Dünyanın üçte biri sadece faşizmi değil, onu doğuran kapitalizmi de reddedince, küresel güç dengesi kapitalist emperyalist güçlerin aleyhine, emekçilerin ve ezilen halkların lehine köklü biçimde değişti. Sömürge imparatorluklarının altındaki zemin çöktü. Ulusal kurtuluş hareketleri her yanı sardı. Başta Hindistan, Birmanya, Endonezya, Afganistan, Güney Yemen, Mısır, Cezayir, Suriye, Irak, Libya, Gine, Mozambik, Angola olmak üzere Asya ve Afrika ülkelerinin çoğu bağımsızlığa ve bağlantısızlığa kavuştu. Sosyalizm Amerika kıtasında Küba'ya kadar uzandı. Amerikan işgalinden kurtulan Güney Vietnam Kuzey Vietnam'la birleşerek ulusal birliğini sağladı ve sosyalizme yöneldi. İşgalde ve kurtuluşta Vietnam'la kader birliği eden Laos ve Kamboçya da sosyalizmi seçti.

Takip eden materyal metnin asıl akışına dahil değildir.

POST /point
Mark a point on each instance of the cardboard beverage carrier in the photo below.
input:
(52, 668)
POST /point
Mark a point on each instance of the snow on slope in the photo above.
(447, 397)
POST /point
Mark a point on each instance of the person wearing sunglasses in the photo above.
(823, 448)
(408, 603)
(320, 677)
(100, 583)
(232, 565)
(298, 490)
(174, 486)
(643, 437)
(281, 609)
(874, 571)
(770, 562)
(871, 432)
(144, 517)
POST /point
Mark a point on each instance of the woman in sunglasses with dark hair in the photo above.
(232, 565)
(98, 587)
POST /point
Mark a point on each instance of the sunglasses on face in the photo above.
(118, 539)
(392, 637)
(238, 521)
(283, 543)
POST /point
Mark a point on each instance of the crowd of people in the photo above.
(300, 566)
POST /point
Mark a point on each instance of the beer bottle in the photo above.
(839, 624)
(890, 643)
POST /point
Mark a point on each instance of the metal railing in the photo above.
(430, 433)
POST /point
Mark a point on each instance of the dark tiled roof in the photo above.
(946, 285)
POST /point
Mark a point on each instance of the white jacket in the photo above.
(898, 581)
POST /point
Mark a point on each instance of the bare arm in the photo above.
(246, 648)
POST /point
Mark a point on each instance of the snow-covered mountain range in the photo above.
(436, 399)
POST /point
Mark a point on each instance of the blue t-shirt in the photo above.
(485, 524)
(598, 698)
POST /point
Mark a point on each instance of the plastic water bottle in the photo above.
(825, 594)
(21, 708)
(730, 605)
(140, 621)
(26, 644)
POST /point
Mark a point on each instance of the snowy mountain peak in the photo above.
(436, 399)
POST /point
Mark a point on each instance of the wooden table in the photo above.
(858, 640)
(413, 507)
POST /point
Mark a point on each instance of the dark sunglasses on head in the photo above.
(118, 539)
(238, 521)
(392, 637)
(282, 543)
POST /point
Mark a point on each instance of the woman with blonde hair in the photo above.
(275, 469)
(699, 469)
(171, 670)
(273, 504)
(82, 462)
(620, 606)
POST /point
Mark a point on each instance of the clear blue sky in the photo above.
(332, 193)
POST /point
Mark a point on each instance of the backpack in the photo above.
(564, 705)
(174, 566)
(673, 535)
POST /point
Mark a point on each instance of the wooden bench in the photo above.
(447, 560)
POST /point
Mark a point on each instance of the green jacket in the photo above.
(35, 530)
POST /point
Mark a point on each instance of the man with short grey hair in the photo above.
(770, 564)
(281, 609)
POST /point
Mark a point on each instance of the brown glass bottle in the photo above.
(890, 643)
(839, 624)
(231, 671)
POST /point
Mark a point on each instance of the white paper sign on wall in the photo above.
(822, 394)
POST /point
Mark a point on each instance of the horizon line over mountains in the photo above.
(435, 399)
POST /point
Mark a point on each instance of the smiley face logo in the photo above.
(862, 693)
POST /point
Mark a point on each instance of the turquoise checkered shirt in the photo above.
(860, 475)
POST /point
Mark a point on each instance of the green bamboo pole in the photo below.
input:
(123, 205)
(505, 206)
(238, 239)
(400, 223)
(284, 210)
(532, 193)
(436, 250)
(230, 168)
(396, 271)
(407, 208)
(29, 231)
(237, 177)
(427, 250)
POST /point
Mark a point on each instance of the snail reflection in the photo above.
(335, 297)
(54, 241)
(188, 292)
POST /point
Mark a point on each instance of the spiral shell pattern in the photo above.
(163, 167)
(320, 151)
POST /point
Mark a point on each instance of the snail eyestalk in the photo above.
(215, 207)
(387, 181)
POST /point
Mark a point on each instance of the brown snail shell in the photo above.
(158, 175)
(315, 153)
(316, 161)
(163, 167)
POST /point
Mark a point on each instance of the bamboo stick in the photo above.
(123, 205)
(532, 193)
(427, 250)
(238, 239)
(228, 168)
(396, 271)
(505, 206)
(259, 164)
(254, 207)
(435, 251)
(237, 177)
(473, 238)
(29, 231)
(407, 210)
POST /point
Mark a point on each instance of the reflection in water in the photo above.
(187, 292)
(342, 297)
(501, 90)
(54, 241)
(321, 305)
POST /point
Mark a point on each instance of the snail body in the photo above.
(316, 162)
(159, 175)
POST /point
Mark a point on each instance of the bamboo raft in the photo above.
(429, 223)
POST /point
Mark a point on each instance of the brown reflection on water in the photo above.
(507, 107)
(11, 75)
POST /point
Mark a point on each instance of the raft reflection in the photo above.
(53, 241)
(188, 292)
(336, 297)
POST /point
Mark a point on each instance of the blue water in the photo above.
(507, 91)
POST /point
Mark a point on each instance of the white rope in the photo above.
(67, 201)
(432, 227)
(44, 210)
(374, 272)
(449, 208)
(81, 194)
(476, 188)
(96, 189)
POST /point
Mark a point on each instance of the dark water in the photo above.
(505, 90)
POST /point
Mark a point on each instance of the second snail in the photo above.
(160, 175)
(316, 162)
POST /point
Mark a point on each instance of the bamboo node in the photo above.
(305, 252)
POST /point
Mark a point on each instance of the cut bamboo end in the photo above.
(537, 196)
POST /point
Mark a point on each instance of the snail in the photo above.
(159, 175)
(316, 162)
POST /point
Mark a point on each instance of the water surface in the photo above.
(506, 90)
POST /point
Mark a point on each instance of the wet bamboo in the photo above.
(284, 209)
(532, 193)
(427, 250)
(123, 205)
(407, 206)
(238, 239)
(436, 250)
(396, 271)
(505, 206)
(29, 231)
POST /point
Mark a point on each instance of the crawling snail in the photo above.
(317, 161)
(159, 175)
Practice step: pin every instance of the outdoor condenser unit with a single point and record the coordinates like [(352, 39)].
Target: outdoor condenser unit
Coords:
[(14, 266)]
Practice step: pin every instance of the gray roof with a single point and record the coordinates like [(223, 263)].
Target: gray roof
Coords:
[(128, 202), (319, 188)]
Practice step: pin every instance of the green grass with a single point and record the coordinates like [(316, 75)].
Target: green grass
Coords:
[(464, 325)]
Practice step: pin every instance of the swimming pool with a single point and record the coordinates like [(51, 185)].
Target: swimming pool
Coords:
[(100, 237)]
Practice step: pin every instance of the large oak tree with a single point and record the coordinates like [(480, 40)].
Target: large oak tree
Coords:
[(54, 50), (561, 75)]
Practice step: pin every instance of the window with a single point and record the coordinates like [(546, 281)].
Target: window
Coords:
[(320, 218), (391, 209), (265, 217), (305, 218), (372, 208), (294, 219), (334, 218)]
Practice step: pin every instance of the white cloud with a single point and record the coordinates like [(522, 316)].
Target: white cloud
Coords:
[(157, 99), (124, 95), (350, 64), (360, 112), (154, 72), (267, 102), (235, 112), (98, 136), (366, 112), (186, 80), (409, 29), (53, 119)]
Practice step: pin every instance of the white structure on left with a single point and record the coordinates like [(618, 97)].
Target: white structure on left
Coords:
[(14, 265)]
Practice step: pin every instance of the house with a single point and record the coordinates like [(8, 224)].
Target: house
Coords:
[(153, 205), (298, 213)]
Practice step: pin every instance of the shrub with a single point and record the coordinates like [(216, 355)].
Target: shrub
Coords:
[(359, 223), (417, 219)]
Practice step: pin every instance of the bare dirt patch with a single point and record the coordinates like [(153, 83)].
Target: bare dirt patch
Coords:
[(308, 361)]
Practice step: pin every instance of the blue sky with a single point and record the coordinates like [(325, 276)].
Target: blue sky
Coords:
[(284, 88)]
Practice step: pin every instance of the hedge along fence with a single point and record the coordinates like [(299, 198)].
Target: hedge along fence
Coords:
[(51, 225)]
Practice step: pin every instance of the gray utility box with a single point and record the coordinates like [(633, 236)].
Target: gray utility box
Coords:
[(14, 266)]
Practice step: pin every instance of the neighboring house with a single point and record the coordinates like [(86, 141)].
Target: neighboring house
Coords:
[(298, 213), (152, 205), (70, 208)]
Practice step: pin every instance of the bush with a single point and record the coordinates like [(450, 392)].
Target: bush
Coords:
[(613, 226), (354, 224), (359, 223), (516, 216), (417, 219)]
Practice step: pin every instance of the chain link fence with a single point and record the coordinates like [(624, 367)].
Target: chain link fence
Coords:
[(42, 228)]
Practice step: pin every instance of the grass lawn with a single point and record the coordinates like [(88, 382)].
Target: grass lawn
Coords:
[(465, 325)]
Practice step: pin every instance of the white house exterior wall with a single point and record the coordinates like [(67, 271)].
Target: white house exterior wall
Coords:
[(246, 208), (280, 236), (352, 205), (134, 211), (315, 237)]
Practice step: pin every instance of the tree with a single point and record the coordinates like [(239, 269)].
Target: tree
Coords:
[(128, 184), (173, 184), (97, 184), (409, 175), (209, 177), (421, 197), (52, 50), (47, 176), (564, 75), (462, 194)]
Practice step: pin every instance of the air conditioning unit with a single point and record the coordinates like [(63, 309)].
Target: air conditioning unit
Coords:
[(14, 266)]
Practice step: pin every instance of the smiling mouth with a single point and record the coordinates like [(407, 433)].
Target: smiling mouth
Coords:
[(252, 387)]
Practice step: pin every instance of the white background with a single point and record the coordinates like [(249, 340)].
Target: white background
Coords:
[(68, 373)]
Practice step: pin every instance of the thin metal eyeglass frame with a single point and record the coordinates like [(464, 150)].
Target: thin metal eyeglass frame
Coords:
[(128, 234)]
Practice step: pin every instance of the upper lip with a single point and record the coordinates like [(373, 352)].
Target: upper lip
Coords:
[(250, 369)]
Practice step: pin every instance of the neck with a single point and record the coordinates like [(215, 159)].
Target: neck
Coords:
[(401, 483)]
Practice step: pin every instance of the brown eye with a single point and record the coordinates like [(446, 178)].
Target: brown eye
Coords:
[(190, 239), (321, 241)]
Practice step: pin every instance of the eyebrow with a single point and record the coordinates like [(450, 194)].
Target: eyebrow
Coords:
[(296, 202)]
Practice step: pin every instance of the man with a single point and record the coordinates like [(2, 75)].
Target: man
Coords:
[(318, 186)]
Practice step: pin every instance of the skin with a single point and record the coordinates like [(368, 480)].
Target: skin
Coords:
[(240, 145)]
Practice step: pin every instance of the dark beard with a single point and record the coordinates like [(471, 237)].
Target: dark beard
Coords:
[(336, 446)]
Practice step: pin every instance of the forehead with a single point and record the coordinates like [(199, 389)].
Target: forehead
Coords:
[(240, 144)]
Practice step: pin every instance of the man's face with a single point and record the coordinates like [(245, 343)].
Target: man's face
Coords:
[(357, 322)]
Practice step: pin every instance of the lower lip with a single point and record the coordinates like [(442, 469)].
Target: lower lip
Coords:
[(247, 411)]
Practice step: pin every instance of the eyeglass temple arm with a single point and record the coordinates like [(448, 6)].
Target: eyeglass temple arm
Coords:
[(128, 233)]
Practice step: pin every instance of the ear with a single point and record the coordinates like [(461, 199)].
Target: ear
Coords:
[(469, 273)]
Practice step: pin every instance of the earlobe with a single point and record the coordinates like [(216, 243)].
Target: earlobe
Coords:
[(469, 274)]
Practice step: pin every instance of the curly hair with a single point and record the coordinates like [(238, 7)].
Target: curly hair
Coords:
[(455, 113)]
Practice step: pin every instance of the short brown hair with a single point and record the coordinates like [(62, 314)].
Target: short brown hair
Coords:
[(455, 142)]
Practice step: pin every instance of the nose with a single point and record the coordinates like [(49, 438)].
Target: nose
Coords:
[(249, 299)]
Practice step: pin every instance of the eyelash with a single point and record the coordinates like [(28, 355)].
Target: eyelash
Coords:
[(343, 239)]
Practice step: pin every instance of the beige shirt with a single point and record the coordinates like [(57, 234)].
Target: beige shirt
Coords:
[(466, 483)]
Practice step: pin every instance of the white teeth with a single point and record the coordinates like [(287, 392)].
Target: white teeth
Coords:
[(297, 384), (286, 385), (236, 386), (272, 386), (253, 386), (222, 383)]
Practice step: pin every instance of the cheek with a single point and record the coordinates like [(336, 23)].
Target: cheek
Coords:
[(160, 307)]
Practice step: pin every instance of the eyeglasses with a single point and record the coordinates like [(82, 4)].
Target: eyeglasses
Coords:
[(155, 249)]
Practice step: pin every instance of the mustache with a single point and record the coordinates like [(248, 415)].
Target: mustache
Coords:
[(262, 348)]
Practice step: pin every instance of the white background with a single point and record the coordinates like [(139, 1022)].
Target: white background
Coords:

Faşizme karşı zaferin kazanıldığı 9 Mayıs 1945'te başlayan bu görkemli dönem, Nikaragua'da Amerikancı oligarşiyi yıkan Sandinist devrimin iktidara geldiği 19 Temmuz 1979'a kadar sürdü.
Hortlayan gericilik
Bütün bu devrimci gelişmelerden ölümüne ürken ABD, Avrupa, Japonya emperyalist bloku 1970'lerin sonunda sosyalizme, bağımsızlığa ve demokrasiye karşı dünya çapında topyekün saldırıya geçti. Her yerde dinci gericiliği, faşizmi ve neoliberalizmi körükledi. NATO'nun ve uzantısı askerî paktların koordinasyonunda İsrail, Suudi Arabistan, Vatikan, Türkiye, Ürdün, Pakistan, Malezya, Tayland, Endonezya, ırkçı Güney Afrika, Brezilya, Arjantin, Şili gibi işbirlikçilerinin egemen olduğu devletleri sosyalist, devrimci demokrat ve ilerici güçlere karşı koçbaşı olarak kullandı.
Emperyalist blok yoğun bir ideolojik saldırıyla; bir yandan, sosyalist ülkelerin yönetici kadrolarına neoliberalizmi benimsetirken, bir yandan da, neoliberal politikalara muhalefet eden emekçilerin öfkesini antikomünizmi ve şovenizmi körükleyerek kendi amacına uygun rotaya soktu. Böylece altını oyduğu sosyalist düzeni 1989-1991 karşıdevrimleriyle çökertti. Sovyetler Birliği'ni 15 parçaya, Yugoslavya'yı 7 parçaya böldü. Kapitalizme geri döndürdüğü eski sosyalist ülkelerin ekonomik bağımsızlığına da son verdi. Onları yeni sömürge durumuna indirdi. Yeni sömürgeliği kabul etmeyen ve bağımsızlığını korumaya çalışan Ukrayna'da Nazi-faşist güçleri darbeyle başa geçirdi. Darbeye direnen Doğu Ukrayna halkına savaş açtırdı; darbecilerin elinde kalan Batı Ukrayna'yı ise hızla kukla bir devlete dönüştürüyor. Batı Ukrayna yönetimi komünizmi resmen yasaklarken, Sovyetler Birliği'nin Nazi-faşist işgali altına düştüğü dönemde faşizmle işbirliği yapan vatan hainlerini resmen kahraman ilan etti.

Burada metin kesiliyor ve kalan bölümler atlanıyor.